Paul Constant is awesome. He is knowledgable and varied in the books that he reviews, and obviously has some respectable literary chops. But this week, while reading Constant Reader, I started to bang my head on my desk after reading his piece. Constant started off benignly enough, bringing up some recycled points about the average superhero comics reader and how the overall face of comics are changing. And then he went there.
He brought up the overwhelming awesome contained within the mecca-type indie comic book store. You know, the notoriously awesome ones like Rocketship and Comic Relief. These stores are special because of how different they are from your average shop. And then he bashed on the small Seattle’s chain Zanadu. My physical reaction to his observation was eye-rolling and scoffing:
Once, when I brought an attractive female friend into the store, she was twice approached by slavering male customers and asked if she needed help finding anything.
For the record, after the gazillion trips I’ve made to this particular store I can say I’ve never ever felt objectified or out of place. I’ve been able to talk shop with the female employees. I’ve been able to have special orders placed for me.

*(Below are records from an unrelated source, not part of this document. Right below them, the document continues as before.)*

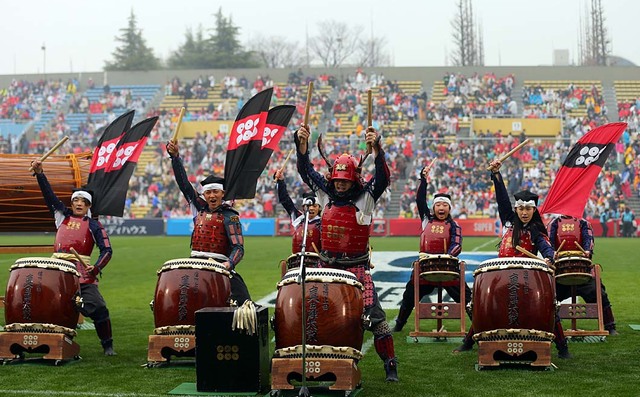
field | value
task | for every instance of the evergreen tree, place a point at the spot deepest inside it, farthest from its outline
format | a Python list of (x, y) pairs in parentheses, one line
[(193, 54), (133, 53)]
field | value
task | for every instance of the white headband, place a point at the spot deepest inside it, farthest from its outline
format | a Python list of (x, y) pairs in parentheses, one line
[(530, 203), (212, 186), (81, 193), (442, 199)]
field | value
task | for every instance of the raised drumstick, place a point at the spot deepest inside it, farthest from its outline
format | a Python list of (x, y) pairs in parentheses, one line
[(308, 104), (53, 149), (174, 138), (512, 151)]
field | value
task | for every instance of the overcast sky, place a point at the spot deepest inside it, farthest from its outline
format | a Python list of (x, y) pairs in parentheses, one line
[(79, 34)]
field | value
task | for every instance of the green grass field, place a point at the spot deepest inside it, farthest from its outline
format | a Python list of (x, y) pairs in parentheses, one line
[(611, 368)]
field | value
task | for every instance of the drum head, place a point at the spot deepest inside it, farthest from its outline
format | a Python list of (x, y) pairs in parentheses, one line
[(440, 275), (573, 278)]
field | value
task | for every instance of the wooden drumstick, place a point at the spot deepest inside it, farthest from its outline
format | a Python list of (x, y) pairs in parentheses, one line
[(308, 104), (53, 149), (527, 253), (75, 253), (285, 160), (580, 248), (512, 151), (174, 138), (369, 118)]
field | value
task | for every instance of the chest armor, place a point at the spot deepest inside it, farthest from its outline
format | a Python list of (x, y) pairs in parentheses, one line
[(506, 245), (341, 233), (436, 237), (569, 231), (313, 236), (74, 233), (209, 234)]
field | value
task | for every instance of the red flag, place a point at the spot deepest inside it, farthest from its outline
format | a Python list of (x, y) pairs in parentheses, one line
[(245, 144), (575, 179)]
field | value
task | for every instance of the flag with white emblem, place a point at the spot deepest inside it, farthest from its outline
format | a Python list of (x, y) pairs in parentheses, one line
[(570, 190)]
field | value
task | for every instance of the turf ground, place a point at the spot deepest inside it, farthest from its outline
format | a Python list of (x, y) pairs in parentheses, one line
[(610, 368)]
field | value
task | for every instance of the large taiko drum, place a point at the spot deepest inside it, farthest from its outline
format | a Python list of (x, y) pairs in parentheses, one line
[(186, 285), (439, 267), (333, 305), (42, 291), (21, 205), (513, 295), (573, 268)]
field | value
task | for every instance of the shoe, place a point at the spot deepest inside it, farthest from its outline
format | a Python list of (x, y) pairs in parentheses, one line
[(399, 325), (464, 347), (391, 369), (108, 351), (564, 354)]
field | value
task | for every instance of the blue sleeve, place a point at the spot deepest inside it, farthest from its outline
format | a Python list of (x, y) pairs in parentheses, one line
[(309, 175), (586, 232), (53, 202), (285, 200), (183, 183), (542, 243), (502, 198), (456, 239), (421, 200)]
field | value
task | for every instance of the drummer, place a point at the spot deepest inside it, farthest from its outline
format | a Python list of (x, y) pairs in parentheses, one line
[(577, 235), (346, 225), (524, 228), (440, 235), (217, 231), (77, 230), (310, 201)]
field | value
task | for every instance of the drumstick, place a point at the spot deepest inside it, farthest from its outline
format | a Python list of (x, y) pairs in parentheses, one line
[(53, 149), (527, 253), (308, 104), (369, 118), (174, 138), (75, 253), (512, 151), (285, 160), (580, 248)]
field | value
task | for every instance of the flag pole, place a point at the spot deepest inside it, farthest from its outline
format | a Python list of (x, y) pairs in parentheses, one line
[(512, 151), (53, 149), (174, 138), (308, 104)]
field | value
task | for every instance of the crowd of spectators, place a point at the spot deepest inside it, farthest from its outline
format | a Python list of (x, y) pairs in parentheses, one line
[(459, 166)]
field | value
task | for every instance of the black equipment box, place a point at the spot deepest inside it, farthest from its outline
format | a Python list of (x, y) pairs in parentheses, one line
[(227, 360)]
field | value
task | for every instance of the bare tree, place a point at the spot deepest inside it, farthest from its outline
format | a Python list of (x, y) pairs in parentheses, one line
[(467, 51), (277, 52), (371, 53), (335, 44)]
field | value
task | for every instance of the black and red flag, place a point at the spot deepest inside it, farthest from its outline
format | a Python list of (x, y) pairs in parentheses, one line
[(241, 169), (277, 122), (123, 160), (107, 144), (570, 190)]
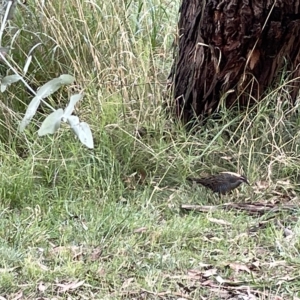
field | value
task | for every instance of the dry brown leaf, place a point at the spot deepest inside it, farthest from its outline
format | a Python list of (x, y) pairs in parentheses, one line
[(209, 273), (239, 267), (127, 282), (42, 287), (5, 270), (219, 221), (17, 296), (70, 286), (95, 255), (140, 230)]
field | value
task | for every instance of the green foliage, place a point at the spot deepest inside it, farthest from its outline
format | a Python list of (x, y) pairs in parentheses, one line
[(106, 223)]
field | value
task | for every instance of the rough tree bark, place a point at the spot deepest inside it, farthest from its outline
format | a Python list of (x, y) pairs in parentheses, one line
[(232, 50)]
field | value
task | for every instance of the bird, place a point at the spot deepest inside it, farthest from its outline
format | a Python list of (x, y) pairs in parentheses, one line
[(221, 183)]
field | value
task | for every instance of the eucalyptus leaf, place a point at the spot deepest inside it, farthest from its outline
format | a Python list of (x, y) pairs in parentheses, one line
[(30, 112), (73, 100), (8, 80), (51, 123), (82, 130)]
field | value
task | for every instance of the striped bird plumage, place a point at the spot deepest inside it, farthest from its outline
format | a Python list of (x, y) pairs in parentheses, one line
[(222, 183)]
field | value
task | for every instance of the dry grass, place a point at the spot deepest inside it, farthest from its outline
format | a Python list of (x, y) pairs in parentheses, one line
[(108, 223)]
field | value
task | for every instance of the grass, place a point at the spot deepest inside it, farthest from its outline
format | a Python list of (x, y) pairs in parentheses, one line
[(107, 223)]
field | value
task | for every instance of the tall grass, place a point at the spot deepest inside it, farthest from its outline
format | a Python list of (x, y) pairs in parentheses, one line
[(111, 217)]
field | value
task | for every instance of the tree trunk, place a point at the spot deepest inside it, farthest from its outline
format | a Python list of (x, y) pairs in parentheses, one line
[(231, 51)]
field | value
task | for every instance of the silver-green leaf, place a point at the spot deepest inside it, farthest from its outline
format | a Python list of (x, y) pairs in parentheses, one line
[(51, 123)]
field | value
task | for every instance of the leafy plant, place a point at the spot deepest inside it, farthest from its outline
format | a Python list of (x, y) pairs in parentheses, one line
[(52, 122)]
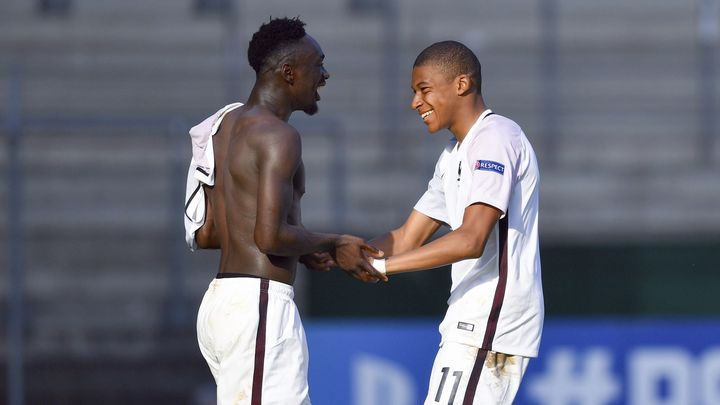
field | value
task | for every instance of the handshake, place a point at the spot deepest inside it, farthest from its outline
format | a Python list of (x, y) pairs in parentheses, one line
[(354, 256)]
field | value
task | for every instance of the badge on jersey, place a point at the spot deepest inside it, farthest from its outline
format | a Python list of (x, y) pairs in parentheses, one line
[(490, 166)]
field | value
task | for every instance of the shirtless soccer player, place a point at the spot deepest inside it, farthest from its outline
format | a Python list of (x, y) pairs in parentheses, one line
[(248, 326), (485, 188)]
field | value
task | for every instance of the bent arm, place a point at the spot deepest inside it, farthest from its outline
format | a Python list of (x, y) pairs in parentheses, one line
[(466, 242), (416, 230), (206, 237)]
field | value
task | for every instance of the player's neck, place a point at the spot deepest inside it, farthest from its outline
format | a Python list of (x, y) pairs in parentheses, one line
[(266, 95), (465, 118)]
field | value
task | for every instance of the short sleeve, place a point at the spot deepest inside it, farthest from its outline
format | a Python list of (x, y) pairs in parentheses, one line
[(432, 203), (493, 162)]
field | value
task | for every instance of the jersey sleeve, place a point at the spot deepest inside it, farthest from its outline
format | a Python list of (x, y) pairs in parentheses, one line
[(493, 164), (432, 203)]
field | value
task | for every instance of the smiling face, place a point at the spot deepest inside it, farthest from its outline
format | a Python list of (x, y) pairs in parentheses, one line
[(309, 74), (434, 96)]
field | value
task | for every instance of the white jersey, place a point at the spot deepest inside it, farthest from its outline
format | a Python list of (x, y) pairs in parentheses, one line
[(496, 301)]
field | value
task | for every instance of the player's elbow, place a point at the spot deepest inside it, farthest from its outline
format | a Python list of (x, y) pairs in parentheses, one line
[(472, 246)]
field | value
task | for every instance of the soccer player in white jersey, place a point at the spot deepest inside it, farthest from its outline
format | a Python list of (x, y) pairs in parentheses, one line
[(485, 188)]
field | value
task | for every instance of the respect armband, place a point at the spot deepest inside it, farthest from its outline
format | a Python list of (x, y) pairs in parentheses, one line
[(379, 265)]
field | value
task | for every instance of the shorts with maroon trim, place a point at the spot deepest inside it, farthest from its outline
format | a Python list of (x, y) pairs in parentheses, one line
[(465, 375), (251, 336)]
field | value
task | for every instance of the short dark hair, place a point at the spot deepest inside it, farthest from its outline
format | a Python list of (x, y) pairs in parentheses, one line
[(453, 59), (273, 37)]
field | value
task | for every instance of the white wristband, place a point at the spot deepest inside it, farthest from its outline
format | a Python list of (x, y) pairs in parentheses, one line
[(379, 265)]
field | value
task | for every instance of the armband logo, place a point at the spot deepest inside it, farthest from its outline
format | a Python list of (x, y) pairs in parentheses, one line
[(490, 166), (466, 326)]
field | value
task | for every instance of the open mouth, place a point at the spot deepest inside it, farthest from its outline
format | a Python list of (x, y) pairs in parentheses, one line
[(426, 114)]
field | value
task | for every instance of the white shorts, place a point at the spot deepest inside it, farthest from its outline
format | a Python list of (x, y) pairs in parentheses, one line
[(464, 375), (251, 336)]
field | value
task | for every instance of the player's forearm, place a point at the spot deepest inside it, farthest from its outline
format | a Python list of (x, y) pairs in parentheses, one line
[(397, 242), (453, 247)]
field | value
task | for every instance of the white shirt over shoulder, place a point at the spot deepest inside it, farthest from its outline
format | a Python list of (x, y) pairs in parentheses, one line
[(496, 301)]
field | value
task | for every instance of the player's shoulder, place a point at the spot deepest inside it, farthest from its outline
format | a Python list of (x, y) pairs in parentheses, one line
[(263, 130), (502, 127)]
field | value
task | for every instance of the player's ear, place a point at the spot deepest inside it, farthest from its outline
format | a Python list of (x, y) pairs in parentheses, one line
[(463, 84), (288, 73)]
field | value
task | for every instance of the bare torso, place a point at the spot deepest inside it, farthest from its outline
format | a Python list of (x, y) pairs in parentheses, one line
[(234, 197)]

Further, I’ve lived in cultural wastelands where the local comic shop was so abysmal that I resorted to online shopping. Too many gaming nerds, too little selection, and too many weird looks left me running away, never to be seen again.
We comic readers in Seattle are lucky. We have enough decent shops to have a selection, an even better Fantagraphics gallery, and a smart comic loving audience. What’s to hate on, Mr. Constant?